The average size of the conserved region of the mitochondrial genome varied significantly between Variant 1 and Variant 3 only (Supplementary Figs. 2 and 4). The average size of the conserved region of Variant 1 was 32,940 bp, Variant 2 was 32,589 bp and Variant 3 was 31,082 bp. The sequences were very conserved between the variant types. They formed two clusters when compared against each other for percentage similarity using cd-hit-est (http://weizhong-lab.ucsd.edu/cdhit-web-server/cgi-bin/index.cgi) [43, 44]. Cluster one had sequences with more than 95% sequence identity, while cluster two had only 2 isolates (VPRI10358 and VPRI10405) with 92% sequence identity.
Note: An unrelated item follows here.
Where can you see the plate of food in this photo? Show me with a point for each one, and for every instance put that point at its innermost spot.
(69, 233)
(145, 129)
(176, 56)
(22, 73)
There were introns present in the following protein coding genes of the mitochondrial genome: mitochondrially encoded NADH dehydrogenase 5 (nad5) and mitochondrially encoded ATP synthase membrane subunit 6 gene (atp6) had one intron, and mitochondrially encoded cytochrome b (cob) had two introns (Supplementary Table 1). All the isolates had an intron of 1009 bp in nad5. Introns in cob ranged from 200 to 500 bp. There were 17 Variant 1, four Variant 2 and one Variant 3 isolates with an intron in position 1 of cob while only three isolates, two Variant 1 and one Variant 2, had an intron in position 2 of cob (Supplementary Table 1). Only three Variant 1 isolates had an intron in atp6 which varied in length from 328 bp to 1238 bp (Supplementary Table 1).

Phylogenetic analysis

The phylogenetic relationship between the isolates was studied using the conserved and the LV regions of the mitochondrial genome. Four phylogenetic trees were constructed from the mitochondrial genome dataset: the conserved region (Fig. 1) and the LV region of the three mitochondrial genome variant types (Supplementary Figs. 5 and 6). The conserved region had 11,899 sites, of which 9785 were conserved sites and 2111 were variable sites. Of these variable sites, 1044 were parsimony informative sites.

Fig. 1
figure1

Maximum likelihood consensus tree with bootstrap node support of > 70% was inferred from conserved mitochondrial genome sequence of Fusarium oxysporum isolates used in the study and 10 reference isolates (NRRL25433, Foc001, Fon020, Fod001, NRRL37622, NRRL54005, DF041, Forc016, F11, NRRL26381) from Brankovics et al. [23] using MEGA X with 1000 bootstrap replications. The best nucleotide substitution model, HKY + G + I was used. The four phylogenetic clades identified within the FOSC are highlighted in different shades. Isolates coloured red, green, blue and yellow belong to Clades 1, 2, 3 and 4 respectively. The tree is rooted to Fusarium proliferatum (ITEM2287)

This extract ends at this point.